El gobierno no tiene dinero propio.
Cuando escuchamos hablar de “la ayuda del gobierno” o “el gobierno creó tal cosa”, en realidad se refieren a nuestros impuestos. No es “el dinero del presidente” ni “el dinero del Estado”, sino el de todos los ciudadanos que, con su esfuerzo diario, sostienen las cuentas públicas.
Pagamos impuestos, y ese es el dinero de los Estados, dinero que, en el mejor de los casos, construye una escuela y, en el peor, enriquece a los entornos de los presidentes de turno.
En muchos países, ciertos territorios o regiones padecen problemas recurrentes: inundaciones, crisis económicas, inseguridad o servicios públicos colapsados. Y, sin embargo, los mismos políticos que han llevado a esas regiones a la decadencia siguen siendo reelegidos.

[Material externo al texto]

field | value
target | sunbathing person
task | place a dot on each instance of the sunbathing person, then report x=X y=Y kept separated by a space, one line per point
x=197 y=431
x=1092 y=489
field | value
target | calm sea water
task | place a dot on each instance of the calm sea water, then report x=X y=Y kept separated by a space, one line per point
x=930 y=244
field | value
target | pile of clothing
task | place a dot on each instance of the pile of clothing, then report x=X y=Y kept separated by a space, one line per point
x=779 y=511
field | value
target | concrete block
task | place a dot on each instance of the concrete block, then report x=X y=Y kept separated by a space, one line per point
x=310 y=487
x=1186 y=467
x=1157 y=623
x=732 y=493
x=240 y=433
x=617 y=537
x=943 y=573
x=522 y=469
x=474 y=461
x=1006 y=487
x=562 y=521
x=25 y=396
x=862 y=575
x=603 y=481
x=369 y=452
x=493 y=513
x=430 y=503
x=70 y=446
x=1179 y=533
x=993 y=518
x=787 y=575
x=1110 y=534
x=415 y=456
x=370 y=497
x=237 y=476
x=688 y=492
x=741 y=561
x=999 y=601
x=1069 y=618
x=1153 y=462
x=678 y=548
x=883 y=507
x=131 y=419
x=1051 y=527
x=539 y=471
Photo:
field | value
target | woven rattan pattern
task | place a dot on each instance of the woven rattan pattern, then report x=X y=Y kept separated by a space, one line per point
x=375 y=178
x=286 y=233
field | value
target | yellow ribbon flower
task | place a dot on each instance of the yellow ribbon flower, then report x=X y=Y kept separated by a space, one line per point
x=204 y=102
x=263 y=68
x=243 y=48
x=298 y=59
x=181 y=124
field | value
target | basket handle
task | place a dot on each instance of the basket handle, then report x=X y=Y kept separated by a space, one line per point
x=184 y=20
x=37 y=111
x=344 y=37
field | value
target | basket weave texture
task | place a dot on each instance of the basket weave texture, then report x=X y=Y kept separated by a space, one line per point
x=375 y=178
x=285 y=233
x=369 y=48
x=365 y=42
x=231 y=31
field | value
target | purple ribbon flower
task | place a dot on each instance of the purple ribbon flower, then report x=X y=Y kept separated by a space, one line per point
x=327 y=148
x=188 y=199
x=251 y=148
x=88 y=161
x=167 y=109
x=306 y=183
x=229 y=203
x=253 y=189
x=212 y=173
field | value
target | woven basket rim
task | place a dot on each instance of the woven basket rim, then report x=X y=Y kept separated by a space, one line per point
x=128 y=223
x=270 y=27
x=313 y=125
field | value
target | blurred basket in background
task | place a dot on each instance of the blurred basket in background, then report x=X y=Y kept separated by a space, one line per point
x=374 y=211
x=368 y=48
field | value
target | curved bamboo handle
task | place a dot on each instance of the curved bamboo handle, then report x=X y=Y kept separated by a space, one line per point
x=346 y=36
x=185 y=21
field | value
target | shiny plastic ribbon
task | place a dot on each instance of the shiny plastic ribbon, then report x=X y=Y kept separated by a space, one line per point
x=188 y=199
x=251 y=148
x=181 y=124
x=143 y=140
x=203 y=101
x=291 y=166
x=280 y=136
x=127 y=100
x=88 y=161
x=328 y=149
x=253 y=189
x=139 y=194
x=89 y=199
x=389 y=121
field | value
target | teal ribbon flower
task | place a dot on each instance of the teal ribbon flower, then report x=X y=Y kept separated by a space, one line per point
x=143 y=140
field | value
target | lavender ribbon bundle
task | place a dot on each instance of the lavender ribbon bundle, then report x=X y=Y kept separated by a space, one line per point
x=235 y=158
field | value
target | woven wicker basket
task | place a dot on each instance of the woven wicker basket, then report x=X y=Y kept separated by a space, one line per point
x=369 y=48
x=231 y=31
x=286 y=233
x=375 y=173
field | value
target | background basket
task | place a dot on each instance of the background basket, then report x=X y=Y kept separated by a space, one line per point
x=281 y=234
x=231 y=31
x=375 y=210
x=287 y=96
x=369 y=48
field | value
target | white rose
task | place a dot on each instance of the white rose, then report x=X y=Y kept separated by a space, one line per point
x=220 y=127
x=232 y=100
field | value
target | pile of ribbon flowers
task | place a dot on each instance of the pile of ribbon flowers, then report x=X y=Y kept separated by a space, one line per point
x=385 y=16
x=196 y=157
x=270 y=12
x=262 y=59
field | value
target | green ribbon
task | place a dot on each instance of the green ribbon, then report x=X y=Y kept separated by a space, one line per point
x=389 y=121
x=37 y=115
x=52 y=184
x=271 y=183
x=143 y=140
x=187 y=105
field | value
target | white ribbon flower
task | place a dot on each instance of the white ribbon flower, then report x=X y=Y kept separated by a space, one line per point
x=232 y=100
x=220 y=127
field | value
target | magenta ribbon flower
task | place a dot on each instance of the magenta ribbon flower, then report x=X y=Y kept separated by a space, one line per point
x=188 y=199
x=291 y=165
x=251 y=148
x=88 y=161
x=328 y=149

Las personas esperan que la solución venga “de arriba”, como si Dios, a falta de problemas más urgentes, pudiera también bajar con casco, pico y pala para tapar pozos, construir acueductos o reparar represas.
Ahora que lo pienso, a Dios se lo cuestiona más que a quienes han administrado mal esos recursos por años.

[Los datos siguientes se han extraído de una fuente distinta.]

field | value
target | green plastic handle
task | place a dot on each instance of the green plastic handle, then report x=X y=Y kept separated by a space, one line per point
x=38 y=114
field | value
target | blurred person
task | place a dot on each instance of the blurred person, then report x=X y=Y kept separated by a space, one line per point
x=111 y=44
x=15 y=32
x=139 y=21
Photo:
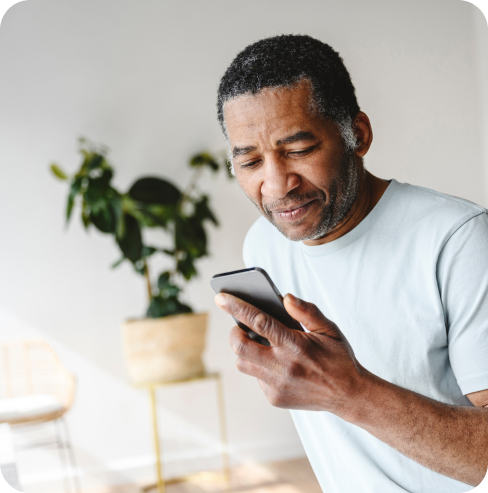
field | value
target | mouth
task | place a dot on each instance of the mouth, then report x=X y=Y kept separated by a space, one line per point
x=293 y=213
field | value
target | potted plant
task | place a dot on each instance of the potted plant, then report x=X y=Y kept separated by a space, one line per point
x=168 y=343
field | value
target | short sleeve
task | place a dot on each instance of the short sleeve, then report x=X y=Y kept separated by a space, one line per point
x=462 y=273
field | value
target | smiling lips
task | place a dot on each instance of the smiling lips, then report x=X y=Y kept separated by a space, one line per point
x=293 y=213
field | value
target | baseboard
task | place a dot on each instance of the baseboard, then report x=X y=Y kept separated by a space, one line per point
x=139 y=470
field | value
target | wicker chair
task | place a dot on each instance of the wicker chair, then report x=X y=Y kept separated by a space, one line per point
x=36 y=388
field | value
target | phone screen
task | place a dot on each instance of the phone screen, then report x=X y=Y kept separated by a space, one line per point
x=255 y=287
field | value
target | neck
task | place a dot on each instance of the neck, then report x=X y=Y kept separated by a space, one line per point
x=371 y=189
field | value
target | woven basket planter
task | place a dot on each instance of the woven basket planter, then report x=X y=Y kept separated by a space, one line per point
x=164 y=349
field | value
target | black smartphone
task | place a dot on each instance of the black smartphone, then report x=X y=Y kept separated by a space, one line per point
x=255 y=287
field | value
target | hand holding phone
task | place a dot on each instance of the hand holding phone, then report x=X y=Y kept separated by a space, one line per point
x=255 y=287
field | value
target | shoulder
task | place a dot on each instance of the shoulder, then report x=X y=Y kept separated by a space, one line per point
x=432 y=210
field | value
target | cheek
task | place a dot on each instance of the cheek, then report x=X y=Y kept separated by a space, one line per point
x=251 y=186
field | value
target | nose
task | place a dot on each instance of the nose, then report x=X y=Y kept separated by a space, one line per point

Frente a esto, vemos incluso a los medios de todos los países del mundo buscar, en medio de las crisis, algún culpable. Porque, claro, no hay medios masivos que no cobren de los gobiernos por decir lo que dicen, y cuanto más odio puedan generar, mejor parece irles a los gobiernos que los financian.
Contrario a la idea general, los políticos no generan riqueza.
No producen bienes ni prestan servicios productivos. Son meros administradores del dinero que nosotros, los ciudadanos, generamos. Y si elegimos malos administradores, no podemos sorprendernos cuando el resultado es un desastre.
Como dijo Milton Friedman: “Nadie gasta el dinero de otra persona con tanto cuidado como gasta su propio dinero. Nadie usa los recursos de otra persona tan cuidadosamente como usa sus propios recursos.” Dicho de otra forma: cuando el dinero es de todos, en realidad no es de nadie, y los políticos viven de no cuidarlo.
Es hora de dejar de ver a los políticos como líderes todopoderosos y comenzar a verlos como lo que realmente son: empleados que contratamos con nuestro voto para gestionar nuestros recursos. Y si fracasan en su tarea, deberíamos despedirlos en lugar de seguir justificándolos o esperando milagros.
Por supuesto, la solidaridad entre ciudadanos es fundamental en tiempos de crisis. Frente a la inoperancia política, ayudarnos entre nosotros con donaciones o voluntariado es un reflejo de nuestra humanidad. Pero esa solidaridad no debería convertirse en excusa para perpetuar sistemas ineficientes que solo generan más dependencia.
El cambio comienza cuando entendemos que el poder no reside en los políticos, sino en quienes los eligen.